You can get to the bottom of most things in life by asking the three magical questions: “What?”, “Why?”, and “How?”.
If you work Agile, for example, any user story you create will be far better if you answer those three questions.
But did you know that you can also get a better understanding of your R&D organization if you associate each of these questions with a key role? Take for example your:
- Product Manager
- Product Owner
- Scrum Master
Each of these roles represents one of these three questions. Thinking about it that way puts things in a different light, and you gain new insight into what is important for the roles to work well together.
Product Manager: The WHAT
The Product Manager is responsible for the product’s business, vision, and roadmap. He is the final decision maker of WHAT gets implemented. The Product Manager is also ultimately the best expert on exactly who is the target customer or user. The WHAT is heavily influenced by this.
Product Owner: The WHY
The Product Owner is responsible for the backlog and prioritization. The backlog contains the work for the team and must be in prioritized order. Since you can’t just add every single request that comes in for the product, the Product Owner has the power to accept (or reject) something to the backlog.
This power means he will have to force the organization to answer the question WHY something is needed. Only by understanding WHY, can you truly estimate the value of a request. By forcing this question, the Product Owner creates what I call a “prioritization challenge.”
Scrum Master: The HOW
Granted, your developers really control HOW the work is done. But if we were to choose a single person to represent the development team in terms of HOW that would be the Scrum Master.
The Scrum Master is responsible for coaching the team to perform better, to make sure the team obeys its own rules, and protect the team from itself. Too often teams try to do too much. In this sense, the Scrum Master is a “sustainability governor” that exposes the true performance that the team can achieve.
Key problems when these roles cooperate
Now that we know who does what, let’s have a look at some common problems these three roles face when trying to cooperate.
The Product Manager spends too little time with the team
This can be the result of too many other products that are in different stages of development or the product lifecycle.
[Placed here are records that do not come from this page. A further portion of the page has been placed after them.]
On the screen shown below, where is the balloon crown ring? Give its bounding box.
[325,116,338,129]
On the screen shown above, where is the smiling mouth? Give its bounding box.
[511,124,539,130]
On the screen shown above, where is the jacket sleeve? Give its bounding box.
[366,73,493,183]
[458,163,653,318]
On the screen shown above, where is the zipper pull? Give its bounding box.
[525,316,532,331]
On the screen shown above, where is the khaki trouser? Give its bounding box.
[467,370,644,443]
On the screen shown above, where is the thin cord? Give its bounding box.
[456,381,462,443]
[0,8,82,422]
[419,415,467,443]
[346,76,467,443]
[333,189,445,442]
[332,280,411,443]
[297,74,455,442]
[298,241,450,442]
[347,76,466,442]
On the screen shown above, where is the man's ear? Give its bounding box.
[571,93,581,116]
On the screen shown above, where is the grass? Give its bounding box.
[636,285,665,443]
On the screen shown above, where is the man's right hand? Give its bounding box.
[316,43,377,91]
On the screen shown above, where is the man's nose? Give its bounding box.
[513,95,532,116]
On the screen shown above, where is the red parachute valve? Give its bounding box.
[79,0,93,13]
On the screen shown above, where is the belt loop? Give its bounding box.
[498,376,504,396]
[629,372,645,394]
Also, visiting customers and travelling takes the PM far from the team. This can hurt the team if they do not get enough feedback and direction from the Product Manager.
The Product Owner does not use his/her authority to accept or decline backlog items
To prioritize right, it is essential that the PO exercises her authority to decline requests to enter the team backlog. If everything is always accepted and added to the backlog, you will end up with a swollen backlog that is difficult to manage and estimate.
Also, approving an item to the backlog should mean something: a higher level of commitment to deliver.
The Scrum Master does not facilitate and control the team’s own agreements on how to work
These agreements can be:
- Work in Progress (WIP) limits
- Definition of Ready or Definition of Done agreements
- how to handle interruptions
- when to have deep work time
This lack of team discipline will lead to erratic velocity, difficulty in forecasting, and a lack of trust within the three key roles.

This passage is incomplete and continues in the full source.